実験室のインキュベータという閉鎖環境では、細胞の自然な状態を再現する目的で、温度と庫内雰囲気の二酸化炭素(CO2)レベルを制御しています。哺乳類細胞培養ではホスト体内の細胞の環境を再現しますが、これはかなりの至難の業です。これには厳密に制御された温度と湿度の範囲内に維持された特定の混合雰囲気を持つ無菌環境が含まれます。典型的な細胞ベースアッセイの作業工程を考えると、いくつかの時点にわたって観察が必要で、たいていは、解析のために都度細胞をインキュベータの外に出す必要があります。その時の温度と大気雰囲気の変化が細胞にどのように影響するか、考えてみたことはありますか?

温度

穏やかな低温ショック(25℃)でも、細胞増殖が完全に止まってしまう可能性があることをご存じでしょうか?1主にホストの体温に基づいて、哺乳類の細胞増殖は37℃で最も効率がいいのです。2一般に、酵素活性とタンパク質合成は37℃で最適に進行しますが、温度が上がると敏感なタンパク質が変性します。一方で、温度が下がると、触媒反応とポリペプチド合成の開始が遅くなる可能性があります。3同様に、細胞の増殖も低温によって抑制され、31℃では、増殖期とも呼ばれるG1期が2倍以上に延びることが観察されています。2G1期の遅延は、初期の細胞増殖を加速するだけでなく、最終的なDNA合成と細胞分裂を遅らせます。インキュベータのドアの断熱不足やチャンバ内のサンプルの位置も培養温度に影響しますが、インキュベータの外で費やす時間は、セルヘルスに影響を与える可能性が高く、大きな、変化しやすい要素です。

37℃から実験室の室温(20~25℃)への温度低下は、細胞に悪影響を与える可能性があります。
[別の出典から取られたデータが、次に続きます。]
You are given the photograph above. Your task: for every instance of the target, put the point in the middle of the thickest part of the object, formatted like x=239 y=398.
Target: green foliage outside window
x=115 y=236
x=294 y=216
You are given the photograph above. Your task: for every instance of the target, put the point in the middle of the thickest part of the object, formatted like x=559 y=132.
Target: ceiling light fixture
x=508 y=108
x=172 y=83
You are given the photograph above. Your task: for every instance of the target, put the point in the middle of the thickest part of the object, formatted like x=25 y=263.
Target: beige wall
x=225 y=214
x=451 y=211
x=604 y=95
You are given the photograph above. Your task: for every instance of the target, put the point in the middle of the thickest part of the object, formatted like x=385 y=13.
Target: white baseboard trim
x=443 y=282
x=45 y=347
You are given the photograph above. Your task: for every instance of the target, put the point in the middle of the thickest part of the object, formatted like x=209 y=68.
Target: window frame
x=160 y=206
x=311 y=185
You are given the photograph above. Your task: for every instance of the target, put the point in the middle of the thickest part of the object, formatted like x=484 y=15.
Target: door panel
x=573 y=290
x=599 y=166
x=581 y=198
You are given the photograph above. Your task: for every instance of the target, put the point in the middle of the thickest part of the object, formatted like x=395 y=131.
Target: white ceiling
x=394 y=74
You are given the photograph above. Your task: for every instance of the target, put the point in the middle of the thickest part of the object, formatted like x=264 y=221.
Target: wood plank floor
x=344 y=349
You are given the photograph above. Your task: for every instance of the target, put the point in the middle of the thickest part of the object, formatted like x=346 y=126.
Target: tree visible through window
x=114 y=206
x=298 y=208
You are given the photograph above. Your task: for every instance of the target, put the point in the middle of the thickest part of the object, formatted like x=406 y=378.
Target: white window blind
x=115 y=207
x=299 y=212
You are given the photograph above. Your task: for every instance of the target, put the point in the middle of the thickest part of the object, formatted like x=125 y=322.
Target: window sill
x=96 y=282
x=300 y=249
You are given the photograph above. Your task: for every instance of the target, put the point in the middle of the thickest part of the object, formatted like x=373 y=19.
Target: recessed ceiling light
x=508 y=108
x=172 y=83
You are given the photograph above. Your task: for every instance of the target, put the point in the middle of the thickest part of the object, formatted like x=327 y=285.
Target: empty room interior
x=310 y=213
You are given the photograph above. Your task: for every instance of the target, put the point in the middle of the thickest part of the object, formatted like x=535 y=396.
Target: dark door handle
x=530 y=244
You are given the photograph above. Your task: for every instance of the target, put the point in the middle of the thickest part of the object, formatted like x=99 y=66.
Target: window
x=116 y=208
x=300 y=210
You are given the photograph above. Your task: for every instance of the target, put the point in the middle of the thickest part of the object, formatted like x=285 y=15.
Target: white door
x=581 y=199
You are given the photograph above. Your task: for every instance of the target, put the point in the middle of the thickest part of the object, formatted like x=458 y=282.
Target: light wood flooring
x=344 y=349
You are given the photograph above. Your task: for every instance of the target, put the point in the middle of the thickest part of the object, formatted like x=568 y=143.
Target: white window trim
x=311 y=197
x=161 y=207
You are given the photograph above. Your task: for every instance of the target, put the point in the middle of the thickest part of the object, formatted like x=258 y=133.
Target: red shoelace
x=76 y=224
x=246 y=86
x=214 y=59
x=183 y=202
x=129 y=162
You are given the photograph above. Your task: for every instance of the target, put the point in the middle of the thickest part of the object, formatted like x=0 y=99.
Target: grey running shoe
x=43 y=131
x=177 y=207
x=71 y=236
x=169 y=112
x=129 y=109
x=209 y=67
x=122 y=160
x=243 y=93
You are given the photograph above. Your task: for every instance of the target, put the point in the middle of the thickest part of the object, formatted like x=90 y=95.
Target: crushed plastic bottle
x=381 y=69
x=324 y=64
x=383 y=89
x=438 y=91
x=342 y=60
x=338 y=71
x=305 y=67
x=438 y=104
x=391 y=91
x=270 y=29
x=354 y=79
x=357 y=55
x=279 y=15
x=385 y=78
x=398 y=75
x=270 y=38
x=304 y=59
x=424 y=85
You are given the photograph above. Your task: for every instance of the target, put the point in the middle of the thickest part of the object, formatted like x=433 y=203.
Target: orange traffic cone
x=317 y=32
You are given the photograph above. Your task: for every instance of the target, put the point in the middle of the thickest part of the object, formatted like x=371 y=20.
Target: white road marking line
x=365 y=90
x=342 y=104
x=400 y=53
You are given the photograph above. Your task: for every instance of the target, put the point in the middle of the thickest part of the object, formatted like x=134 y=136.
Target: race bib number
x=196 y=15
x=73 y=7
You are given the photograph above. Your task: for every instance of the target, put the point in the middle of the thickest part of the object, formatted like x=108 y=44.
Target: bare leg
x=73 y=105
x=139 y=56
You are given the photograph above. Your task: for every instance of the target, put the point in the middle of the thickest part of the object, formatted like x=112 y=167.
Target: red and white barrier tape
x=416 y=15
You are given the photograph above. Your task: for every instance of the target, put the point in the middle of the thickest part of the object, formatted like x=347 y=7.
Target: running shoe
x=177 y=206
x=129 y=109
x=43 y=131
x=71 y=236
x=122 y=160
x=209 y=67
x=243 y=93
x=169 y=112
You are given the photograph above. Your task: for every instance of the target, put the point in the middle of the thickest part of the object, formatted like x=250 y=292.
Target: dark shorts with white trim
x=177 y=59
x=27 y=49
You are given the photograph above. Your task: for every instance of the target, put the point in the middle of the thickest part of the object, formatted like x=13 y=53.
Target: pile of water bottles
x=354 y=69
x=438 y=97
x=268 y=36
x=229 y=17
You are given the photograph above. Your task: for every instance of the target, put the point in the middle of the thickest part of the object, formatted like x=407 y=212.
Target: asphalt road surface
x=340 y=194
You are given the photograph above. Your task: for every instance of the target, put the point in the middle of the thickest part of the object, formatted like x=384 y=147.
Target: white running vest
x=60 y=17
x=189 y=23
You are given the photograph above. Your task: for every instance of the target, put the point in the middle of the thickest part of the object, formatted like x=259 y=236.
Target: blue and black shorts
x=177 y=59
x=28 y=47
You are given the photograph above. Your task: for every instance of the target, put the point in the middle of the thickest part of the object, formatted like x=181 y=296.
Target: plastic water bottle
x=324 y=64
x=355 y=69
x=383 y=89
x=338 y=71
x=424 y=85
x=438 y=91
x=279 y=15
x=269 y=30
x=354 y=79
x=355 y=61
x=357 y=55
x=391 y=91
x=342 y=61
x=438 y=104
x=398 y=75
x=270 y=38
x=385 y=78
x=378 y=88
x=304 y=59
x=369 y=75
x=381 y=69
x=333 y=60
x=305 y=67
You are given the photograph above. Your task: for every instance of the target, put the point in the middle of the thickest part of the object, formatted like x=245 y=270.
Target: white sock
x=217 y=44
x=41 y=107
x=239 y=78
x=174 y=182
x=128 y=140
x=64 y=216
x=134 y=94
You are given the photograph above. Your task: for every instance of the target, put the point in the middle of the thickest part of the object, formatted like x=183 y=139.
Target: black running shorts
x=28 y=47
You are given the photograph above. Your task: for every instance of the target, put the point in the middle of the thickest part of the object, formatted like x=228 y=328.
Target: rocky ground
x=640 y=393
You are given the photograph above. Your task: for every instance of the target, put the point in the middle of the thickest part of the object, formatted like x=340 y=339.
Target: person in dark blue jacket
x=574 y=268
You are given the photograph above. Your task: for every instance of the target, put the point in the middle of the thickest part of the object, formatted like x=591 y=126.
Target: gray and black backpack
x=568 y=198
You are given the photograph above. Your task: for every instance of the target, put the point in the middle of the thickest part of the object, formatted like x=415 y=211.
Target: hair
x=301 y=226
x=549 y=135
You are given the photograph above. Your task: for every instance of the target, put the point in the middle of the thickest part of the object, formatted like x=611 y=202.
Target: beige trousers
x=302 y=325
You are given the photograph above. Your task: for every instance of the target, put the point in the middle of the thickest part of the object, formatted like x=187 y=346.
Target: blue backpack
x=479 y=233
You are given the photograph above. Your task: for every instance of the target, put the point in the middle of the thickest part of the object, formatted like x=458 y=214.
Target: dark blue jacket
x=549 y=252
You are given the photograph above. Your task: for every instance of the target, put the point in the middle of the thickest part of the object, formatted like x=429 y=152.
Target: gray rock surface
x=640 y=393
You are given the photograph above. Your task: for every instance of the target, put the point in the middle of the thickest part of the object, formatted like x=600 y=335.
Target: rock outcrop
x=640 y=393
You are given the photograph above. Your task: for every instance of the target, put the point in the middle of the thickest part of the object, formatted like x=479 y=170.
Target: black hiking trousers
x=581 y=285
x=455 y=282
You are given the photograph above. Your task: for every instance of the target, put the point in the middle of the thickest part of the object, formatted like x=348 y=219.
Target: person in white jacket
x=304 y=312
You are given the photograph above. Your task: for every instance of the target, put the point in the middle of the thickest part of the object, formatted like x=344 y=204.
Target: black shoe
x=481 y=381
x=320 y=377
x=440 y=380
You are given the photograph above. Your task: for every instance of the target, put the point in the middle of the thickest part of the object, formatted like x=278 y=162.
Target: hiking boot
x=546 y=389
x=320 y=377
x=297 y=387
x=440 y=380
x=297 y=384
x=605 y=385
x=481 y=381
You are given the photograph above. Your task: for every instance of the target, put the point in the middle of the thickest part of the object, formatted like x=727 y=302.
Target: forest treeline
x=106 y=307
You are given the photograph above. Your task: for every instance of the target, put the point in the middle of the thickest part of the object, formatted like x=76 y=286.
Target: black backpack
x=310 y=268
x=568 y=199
培養へのリスクは大きくない思うかもしれませんが、インキュベータ外で費やす時間の累積的な影響を考えると納得がいくでしょう。例えば、顕微鏡や解析機器がインキュベータのごく近くに配置されていない実験室では、外で費やす時間が長くなります。細胞のイメージングに費やす時間や移動の時間を考慮に入れると、細胞を取り出すたびに15分から20分間インキュベータ外にあるというのも特別な状況ではありません。細胞のモニタリングを繰り返し行う必要がある場合、期待する結果を得られるまでこのプロセスを1、2時間ごとに繰り返すこともあります。インキュベータから外に出す期間や頻度が増えるほど、短縮されたインキュベーション期間でサンプルを37℃に戻すことができる可能性は低くなります。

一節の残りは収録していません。